O interesse crescente, no entanto, acende um alerta importante entre especialistas: embora possam amenizar reações corporais desconfortáveis, os betabloqueadores não tratam a ansiedade em si. Segundo a psiquiatra Karina Diniz Oliveira, professora do Departamento de Psiquiatria da Faculdade de Ciências Médicas da Unicamp, o medicamento atua sobre o sintoma, mas não sobre a origem do sofrimento psíquico.
“Um dos sintomas mais comuns e desagradáveis da ansiedade é a sensação de ‘coração disparado’. O betabloqueador age justamente nesse mecanismo, diminuindo a frequência cardíaca e reduzindo a sensação de ‘batedeira’. Isso não significa que a ansiedade foi tratada”, explica.

O que os beta blockers realmente fazem
Esses medicamentos atuam nos chamados receptores beta-adrenérgicos, ligados à resposta do organismo ao estresse.
Em momentos de ansiedade, o corpo entra em estado de alerta: o coração acelera, a respiração muda, o suor aumenta e pode surgir a sensação de perda de controle. Os betabloqueadores conseguem “frear” parte dessa resposta física, o que faz com que muitas pessoas interpretem esse efeito como uma melhora da ansiedade.
Na prática, porém, o que acontece é uma espécie de “silenciamento” do corpo, e não necessariamente da causa emocional que está por trás do quadro.
Karina faz uma comparação didática: usar apenas o betabloqueador em um quadro ansioso pode ser como tomar antitérmico em uma pneumonia sem tratar a infecção.
“A pessoa pode até sentir um alívio momentâneo, só que o problema continua ali. E, sem tratamento adequado, pode até se agravar”, afirma.

Quando o uso pode fazer sentido
Isso não significa que os betabloqueadores nunca tenham lugar em um contexto de ansiedade. Em alguns casos, eles podem ser prescritos como auxiliares, especialmente quando os sintomas físicos são muito intensos e comprometem o funcionamento da pessoa em situações pontuais.

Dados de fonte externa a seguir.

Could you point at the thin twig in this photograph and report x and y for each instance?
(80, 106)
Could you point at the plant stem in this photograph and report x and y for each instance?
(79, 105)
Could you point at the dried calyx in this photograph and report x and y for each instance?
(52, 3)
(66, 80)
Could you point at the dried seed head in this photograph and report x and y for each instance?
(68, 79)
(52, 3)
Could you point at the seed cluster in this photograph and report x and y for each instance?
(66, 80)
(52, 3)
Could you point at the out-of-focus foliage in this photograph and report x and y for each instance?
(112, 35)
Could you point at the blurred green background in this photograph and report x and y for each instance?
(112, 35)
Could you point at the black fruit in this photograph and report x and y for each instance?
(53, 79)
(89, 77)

Ainda assim, a especialista reforça que esse tipo de medicamento não deve ser visto como solução principal, muito menos como “atalho emocional” para lidar com nervosismo, exposição ou cobrança excessiva.
“Os estudos mostram que o uso isolado de betabloqueadores não melhora a taxa de cura de transtornos de ansiedade. Eles podem ajudar em um sintoma, porém, não substituem avaliação, diagnóstico e tratamento adequados”, diz.

Os riscos da banalização
A popularização do tema nas redes sociais também preocupa. Para a psiquiatra, quando celebridades ou influenciadores falam sobre o uso de forma casual, existe o risco de criar a ideia de que se trata de uma “pílula mágica” para parecer calmo, o que está longe da realidade.

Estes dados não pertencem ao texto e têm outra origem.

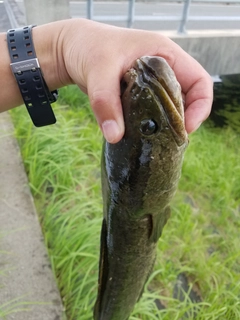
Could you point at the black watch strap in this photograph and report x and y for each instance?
(26, 69)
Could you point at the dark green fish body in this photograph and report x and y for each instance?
(139, 178)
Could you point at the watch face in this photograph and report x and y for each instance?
(27, 72)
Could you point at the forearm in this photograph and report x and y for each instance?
(47, 45)
(95, 56)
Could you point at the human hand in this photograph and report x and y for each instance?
(96, 57)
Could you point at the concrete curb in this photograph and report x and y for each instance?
(27, 285)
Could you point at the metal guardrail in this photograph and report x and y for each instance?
(183, 19)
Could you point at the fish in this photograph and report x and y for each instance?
(140, 175)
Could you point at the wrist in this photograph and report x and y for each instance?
(48, 43)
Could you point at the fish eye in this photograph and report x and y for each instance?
(148, 127)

Isso porque, além de não resolver o quadro emocional, o medicamento não é inofensivo. Betabloqueadores podem ser contraindicados para pessoas com asma, pressão baixa e outras condições clínicas, além de causarem efeitos colaterais, como queda importante da frequência cardíaca, sensação de fraqueza e até dificuldade para respirar.
“O sintoma é um alerta do corpo de que algo não vai bem. Quando a pessoa apenas mascara esse sinal, ela pode atrasar a busca por ajuda e piorar o próprio quadro”, afirma Karina.
Num momento em que o desempenho, o autocontrole e a imagem de estabilidade parecem cada vez mais exigidos, o apelo de medicamentos como o propranolol revela também uma dificuldade contemporânea de lidar com limites, vulnerabilidade e desconforto. E, nesse cenário, a principal orientação continua sendo a mais importante: antes de tentar calar o sintoma, é preciso entender o que ele está querendo dizer.